The graduating class also received gift bags from community groups.

This school year, students started out with a hybrid model, a mix of remote and in-person learning, with about half of students going to school some days of the week and half going on other days. Now it is all remote until Jan. 11.

Teachers have been doing double-duty, teaching classes live and online simultaneously. Many parents are working from home, while making sure their children are setup for remote learning. And students have sacrificed, with fewer in-person gatherings and activities with friends.
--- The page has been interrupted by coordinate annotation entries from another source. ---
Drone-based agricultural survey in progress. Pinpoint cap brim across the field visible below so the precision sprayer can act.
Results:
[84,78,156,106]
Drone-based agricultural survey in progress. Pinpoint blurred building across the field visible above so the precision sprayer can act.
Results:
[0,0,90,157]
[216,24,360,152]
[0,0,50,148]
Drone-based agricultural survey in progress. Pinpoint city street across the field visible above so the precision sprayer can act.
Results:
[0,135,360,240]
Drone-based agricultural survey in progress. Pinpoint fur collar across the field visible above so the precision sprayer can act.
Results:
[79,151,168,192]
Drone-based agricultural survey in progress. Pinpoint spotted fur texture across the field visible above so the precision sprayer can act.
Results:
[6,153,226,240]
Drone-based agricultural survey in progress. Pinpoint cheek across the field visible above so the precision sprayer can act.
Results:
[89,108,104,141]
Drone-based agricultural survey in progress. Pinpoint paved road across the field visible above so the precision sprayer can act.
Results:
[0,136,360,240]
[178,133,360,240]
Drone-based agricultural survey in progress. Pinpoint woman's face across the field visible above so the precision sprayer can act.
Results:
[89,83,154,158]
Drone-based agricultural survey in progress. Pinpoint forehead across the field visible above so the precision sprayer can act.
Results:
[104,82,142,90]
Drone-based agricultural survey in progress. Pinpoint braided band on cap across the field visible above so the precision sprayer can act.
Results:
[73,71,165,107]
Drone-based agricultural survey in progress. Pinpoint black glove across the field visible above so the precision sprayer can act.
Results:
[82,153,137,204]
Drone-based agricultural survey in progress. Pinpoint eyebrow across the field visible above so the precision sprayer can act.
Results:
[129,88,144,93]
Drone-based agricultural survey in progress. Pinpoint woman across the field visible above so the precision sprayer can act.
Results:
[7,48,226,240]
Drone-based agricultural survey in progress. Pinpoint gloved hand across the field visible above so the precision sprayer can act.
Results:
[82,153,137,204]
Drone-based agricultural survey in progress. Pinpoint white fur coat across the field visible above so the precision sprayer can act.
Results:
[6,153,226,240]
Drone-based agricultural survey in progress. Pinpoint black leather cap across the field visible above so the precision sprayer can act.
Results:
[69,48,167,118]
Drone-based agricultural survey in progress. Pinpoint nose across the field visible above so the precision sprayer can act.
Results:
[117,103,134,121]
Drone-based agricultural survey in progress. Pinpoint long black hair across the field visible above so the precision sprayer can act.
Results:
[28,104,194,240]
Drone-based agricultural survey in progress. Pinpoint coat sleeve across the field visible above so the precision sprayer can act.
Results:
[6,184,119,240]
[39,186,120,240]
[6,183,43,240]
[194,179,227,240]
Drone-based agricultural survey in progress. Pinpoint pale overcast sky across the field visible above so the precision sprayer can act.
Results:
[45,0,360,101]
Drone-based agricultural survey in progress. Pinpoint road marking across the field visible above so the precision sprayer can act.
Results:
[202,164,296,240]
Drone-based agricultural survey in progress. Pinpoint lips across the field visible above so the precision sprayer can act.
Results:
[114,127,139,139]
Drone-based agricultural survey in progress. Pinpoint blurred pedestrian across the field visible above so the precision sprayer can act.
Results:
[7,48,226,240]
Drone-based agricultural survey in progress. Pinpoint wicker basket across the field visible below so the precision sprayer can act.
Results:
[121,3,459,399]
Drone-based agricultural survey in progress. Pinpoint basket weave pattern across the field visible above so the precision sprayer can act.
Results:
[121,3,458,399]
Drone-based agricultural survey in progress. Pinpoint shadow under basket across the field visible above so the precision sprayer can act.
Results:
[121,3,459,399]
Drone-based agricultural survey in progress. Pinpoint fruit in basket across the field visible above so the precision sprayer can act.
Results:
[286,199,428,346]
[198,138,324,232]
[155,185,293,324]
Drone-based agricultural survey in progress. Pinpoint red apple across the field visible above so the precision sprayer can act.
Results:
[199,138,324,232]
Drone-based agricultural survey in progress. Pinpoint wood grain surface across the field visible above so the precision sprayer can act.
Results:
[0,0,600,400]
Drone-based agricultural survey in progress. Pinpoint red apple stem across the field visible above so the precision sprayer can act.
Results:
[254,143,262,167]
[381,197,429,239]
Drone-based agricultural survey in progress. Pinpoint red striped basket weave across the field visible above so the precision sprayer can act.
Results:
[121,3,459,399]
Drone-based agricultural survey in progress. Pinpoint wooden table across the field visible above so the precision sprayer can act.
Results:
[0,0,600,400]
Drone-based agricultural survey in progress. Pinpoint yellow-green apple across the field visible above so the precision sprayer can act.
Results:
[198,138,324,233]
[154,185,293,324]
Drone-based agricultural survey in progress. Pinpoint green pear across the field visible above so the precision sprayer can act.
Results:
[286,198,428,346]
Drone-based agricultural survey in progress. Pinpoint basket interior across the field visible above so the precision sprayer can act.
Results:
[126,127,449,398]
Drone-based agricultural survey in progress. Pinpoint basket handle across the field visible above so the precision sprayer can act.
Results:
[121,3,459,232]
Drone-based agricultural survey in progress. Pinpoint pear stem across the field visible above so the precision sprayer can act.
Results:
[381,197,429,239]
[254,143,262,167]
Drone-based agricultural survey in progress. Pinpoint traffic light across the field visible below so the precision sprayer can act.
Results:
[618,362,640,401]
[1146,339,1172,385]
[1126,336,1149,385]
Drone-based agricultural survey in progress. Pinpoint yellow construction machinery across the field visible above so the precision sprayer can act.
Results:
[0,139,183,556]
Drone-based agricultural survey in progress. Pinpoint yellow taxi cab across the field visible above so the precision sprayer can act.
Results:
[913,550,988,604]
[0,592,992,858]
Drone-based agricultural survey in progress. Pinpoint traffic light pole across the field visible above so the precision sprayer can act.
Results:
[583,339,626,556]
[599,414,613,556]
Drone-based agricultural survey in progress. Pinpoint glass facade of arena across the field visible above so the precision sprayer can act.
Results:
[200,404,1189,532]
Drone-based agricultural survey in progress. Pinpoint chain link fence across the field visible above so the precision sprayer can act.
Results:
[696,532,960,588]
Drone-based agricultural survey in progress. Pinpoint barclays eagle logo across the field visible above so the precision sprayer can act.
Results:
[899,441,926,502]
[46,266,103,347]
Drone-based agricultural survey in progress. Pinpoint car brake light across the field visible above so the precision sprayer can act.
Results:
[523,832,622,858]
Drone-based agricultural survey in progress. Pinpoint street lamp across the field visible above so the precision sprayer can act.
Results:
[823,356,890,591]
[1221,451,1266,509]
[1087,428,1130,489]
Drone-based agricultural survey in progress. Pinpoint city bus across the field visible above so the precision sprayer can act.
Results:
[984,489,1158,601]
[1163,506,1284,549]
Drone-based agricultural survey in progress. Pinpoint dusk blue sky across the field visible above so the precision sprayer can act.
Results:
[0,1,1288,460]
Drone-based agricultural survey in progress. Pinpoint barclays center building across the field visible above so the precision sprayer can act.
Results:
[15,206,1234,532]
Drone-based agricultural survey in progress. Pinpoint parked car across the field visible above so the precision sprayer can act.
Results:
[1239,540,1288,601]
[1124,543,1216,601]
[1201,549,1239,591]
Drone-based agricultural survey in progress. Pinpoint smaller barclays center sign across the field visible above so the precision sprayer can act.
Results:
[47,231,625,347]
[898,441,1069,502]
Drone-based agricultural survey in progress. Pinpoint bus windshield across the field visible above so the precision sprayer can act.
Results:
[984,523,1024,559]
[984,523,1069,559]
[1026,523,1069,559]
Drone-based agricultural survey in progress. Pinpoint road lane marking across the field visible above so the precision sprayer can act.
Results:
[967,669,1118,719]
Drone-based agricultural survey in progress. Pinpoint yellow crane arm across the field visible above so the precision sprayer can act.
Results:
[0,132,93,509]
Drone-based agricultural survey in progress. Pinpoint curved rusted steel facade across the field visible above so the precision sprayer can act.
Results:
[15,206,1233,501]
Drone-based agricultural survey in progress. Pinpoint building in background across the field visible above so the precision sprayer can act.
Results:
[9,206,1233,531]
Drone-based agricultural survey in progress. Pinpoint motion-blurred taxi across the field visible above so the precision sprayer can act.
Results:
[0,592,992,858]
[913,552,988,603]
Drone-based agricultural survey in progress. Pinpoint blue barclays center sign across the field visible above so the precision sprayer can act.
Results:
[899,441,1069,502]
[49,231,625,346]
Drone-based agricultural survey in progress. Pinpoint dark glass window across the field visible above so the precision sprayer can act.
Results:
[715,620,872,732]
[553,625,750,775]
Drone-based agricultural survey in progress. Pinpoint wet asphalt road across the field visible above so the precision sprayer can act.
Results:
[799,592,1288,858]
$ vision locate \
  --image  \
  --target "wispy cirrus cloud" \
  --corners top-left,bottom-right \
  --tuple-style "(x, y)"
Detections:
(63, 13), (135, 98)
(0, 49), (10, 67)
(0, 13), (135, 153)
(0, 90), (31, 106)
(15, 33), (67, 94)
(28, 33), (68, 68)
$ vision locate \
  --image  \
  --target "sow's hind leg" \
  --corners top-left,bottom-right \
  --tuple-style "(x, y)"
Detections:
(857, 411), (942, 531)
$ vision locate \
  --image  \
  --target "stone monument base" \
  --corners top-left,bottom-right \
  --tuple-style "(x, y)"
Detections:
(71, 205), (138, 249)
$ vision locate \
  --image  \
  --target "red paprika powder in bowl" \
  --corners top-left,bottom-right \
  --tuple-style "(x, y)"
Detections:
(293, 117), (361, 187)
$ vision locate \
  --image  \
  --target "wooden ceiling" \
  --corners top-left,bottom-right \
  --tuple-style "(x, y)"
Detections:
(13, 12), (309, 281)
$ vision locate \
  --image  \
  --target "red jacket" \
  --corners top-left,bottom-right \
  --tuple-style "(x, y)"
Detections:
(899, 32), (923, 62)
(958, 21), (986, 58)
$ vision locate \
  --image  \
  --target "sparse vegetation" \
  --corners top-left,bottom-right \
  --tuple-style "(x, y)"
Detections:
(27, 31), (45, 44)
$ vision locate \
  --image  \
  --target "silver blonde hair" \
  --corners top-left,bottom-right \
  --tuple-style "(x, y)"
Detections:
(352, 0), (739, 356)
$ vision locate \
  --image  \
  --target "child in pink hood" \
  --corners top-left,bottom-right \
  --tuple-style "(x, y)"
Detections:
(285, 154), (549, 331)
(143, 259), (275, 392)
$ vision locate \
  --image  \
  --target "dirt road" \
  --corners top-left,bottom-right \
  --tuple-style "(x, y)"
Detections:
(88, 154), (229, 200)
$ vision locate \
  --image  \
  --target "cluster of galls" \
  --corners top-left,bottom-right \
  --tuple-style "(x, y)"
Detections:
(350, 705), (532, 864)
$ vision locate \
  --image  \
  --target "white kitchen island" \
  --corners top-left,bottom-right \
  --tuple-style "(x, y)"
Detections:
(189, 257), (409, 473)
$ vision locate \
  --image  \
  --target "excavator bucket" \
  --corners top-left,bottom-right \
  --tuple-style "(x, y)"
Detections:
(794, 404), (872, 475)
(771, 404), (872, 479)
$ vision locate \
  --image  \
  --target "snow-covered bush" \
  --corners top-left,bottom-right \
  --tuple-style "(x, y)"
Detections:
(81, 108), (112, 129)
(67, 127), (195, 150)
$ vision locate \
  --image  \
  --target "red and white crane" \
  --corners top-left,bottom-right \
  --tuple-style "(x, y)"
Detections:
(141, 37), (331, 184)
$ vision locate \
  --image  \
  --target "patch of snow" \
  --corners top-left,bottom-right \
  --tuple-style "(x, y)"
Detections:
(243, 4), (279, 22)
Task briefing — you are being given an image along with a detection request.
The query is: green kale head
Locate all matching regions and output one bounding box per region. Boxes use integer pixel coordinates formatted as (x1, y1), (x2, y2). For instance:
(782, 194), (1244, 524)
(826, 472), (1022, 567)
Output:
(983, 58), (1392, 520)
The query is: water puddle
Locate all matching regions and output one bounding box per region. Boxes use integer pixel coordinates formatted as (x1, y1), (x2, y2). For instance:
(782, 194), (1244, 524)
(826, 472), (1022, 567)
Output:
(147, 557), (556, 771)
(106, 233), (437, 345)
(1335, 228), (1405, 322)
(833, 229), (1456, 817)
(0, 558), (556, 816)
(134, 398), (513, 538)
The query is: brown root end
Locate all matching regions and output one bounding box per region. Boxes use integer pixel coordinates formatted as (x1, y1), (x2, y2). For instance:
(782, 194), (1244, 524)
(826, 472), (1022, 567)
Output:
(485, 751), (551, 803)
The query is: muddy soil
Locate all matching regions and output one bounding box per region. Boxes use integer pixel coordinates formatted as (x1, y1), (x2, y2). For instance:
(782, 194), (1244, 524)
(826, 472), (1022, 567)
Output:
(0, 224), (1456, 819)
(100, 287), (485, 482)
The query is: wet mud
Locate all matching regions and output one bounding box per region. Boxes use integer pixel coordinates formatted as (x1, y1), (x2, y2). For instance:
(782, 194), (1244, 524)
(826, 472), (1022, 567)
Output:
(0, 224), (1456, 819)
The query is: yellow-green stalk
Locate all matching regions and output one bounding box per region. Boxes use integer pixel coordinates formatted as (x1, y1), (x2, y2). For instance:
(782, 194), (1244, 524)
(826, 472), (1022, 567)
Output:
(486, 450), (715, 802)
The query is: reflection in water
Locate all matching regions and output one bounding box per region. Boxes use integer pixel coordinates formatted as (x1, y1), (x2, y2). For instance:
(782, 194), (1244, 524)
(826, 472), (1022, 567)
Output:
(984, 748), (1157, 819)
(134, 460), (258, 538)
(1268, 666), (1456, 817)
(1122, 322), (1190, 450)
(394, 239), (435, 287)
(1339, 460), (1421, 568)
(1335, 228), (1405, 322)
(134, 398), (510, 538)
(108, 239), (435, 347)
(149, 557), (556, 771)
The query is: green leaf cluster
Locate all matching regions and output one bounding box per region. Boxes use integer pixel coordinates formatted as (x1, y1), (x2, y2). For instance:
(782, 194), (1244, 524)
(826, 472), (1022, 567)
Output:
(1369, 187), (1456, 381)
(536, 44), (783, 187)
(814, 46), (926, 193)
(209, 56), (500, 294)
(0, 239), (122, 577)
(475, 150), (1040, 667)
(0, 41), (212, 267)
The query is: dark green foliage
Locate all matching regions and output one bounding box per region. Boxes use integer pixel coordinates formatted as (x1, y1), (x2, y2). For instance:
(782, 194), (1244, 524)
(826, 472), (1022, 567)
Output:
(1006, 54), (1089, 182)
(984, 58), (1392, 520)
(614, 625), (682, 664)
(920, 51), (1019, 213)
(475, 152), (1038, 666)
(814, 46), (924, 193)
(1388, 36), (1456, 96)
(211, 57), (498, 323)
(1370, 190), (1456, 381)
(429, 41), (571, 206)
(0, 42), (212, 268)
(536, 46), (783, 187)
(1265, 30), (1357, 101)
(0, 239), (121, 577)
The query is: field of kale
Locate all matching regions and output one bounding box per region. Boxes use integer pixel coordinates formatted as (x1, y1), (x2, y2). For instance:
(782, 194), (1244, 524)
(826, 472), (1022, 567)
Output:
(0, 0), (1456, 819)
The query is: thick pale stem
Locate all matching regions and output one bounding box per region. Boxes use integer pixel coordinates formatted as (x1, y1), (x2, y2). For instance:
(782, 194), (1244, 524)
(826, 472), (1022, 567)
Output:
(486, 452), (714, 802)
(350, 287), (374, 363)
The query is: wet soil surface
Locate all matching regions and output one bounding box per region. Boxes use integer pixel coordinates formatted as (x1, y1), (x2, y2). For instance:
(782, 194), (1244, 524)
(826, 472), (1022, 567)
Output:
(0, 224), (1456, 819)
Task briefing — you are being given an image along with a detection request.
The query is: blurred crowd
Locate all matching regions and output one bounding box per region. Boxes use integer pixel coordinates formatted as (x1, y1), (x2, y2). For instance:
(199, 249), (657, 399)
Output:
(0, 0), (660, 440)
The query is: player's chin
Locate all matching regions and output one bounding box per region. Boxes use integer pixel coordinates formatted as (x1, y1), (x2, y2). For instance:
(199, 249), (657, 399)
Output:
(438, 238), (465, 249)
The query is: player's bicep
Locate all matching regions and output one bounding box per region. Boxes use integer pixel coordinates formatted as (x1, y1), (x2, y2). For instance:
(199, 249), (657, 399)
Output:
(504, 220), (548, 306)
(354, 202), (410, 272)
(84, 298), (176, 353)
“I’m really proud of our entire school community,” said Kobza, “2020 has been incredibly difficult, but everyone has responded to the constant challenges we have faced.”

Monroe celebrations, events

The sky was pink as the sun set after the Think Pink Palooza ended one evening in October.

Annual fundraisers for events such as the Sprint for Monroe and The Center for Family Justice’s Walk a Mile in Her Shoes, Speaking of Women and Domestic Violence Awareness Month Vigil were held virtually.

Think Pink Monroe raised awareness of breast cancer, and the Monroe Playground Foundation held several events with social distancing to raise money for the Wolfe’s Den Playground, including an ice cream social and the Light up Monroe contest, featuring a tour of Monroe homes decked out in Christmas lights and decorations.

The creativity of town residents was not limited to fundraisers and community causes.

When people were confined to their homes, Adrienne Stepkoski founded a Facebook group called Monroe Locals Supporting Drive By Birthday Parades, where residents posted photos of loved ones and volunteers arranged birthday parades for them.

Cars were adorned with balloons, streamers, characters, signs and other decorations as the processions drove past the homes of birthday boys and girls (and some adults), cheering, waving, honking their horns and playing music, while bringing joy to the occasion.

The concept quickly caught on and parades were arranged for other occasions. Though their season was cancelled, Masuk High School’s softball team celebrated its four seniors Emily Lange, Madison Procyk, Montana Killoran and Emily Andersen, with parades by their homes.

Other sports teams held similar celebrations and the Masuk Parent Teacher Club arranged for a parade past the homes of members of Masuk High School’s Class of 2020 before graduation day.

Several parades were held to show appreciation to teachers, and to honor fallen veterans on Memorial Day.